JOBURG – The Department of Sports, Arts and Culture honours sculptor Noria Mabasa with a launch of a book about her journey.
Talking in her native Tshivenda language, Noria Mabasa recalled how she started her art as a sculptor in a rural village of Limpopo.
The book about the life of an 81-year-old sculptor was launched on Thursday, 1 August at Constitution Hill by the Department of Sports, Arts and Culture simultaneously with the activation of Women’s Month.
A thankful and honoured Mabaso uses dead wood and clay to create artworks.
She also uses her art to raise awareness about social issues in Africa, access to education and gender-based violence issues.

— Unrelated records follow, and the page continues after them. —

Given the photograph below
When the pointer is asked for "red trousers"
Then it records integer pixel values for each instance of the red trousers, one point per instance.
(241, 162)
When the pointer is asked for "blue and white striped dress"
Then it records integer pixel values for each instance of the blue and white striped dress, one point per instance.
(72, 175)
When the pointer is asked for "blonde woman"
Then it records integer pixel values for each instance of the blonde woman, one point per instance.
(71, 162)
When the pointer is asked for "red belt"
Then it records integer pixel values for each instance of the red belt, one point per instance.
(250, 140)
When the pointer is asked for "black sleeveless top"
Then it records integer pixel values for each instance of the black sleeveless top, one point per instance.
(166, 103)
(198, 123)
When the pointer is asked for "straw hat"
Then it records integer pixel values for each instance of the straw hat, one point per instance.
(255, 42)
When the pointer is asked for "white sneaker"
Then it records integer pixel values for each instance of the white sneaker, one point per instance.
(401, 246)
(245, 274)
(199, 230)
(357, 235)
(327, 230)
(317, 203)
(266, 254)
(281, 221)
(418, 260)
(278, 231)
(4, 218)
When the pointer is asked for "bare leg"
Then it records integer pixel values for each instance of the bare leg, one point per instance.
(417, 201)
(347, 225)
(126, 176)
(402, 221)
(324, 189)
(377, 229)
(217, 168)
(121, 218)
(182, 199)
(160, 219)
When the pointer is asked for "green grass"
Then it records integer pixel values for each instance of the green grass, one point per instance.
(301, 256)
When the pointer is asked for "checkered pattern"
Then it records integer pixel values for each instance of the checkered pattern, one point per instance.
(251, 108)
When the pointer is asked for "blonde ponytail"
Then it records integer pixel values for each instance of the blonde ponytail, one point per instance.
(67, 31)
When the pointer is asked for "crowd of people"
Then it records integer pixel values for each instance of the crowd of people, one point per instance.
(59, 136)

She recalled that most people couldn’t believe how her art started. “You won’t believe it at all, art is like dust, you need a keen eye to appreciate its value,” she said.
Mabasa subsequently started her art after nine years of being sick. At the time she had recurring dreams about rivers, tree trunks and images that asked to come from inside the tree trunks.
She would wake up, collect wood, carve sculptures, and then give them away. She said while crafting her art she gradually healed from her nine years of illness.
Living in abject poverty, her ancestors came to her through her dreams and told her that art was her source of income that could help her raise her children.
“Back in 1974 people used to laugh at me when I was selling my sculptures at Tshilidzini Hospital in Venda,” she said.
She continued selling her sculptures and she was finally able to build a home and provide for her children. She has since travelled the world and owns a sculpture garden in Limpopo.
Mabasa also insisted that the government should help artists like her to impart their knowledge to the next generation before she dies.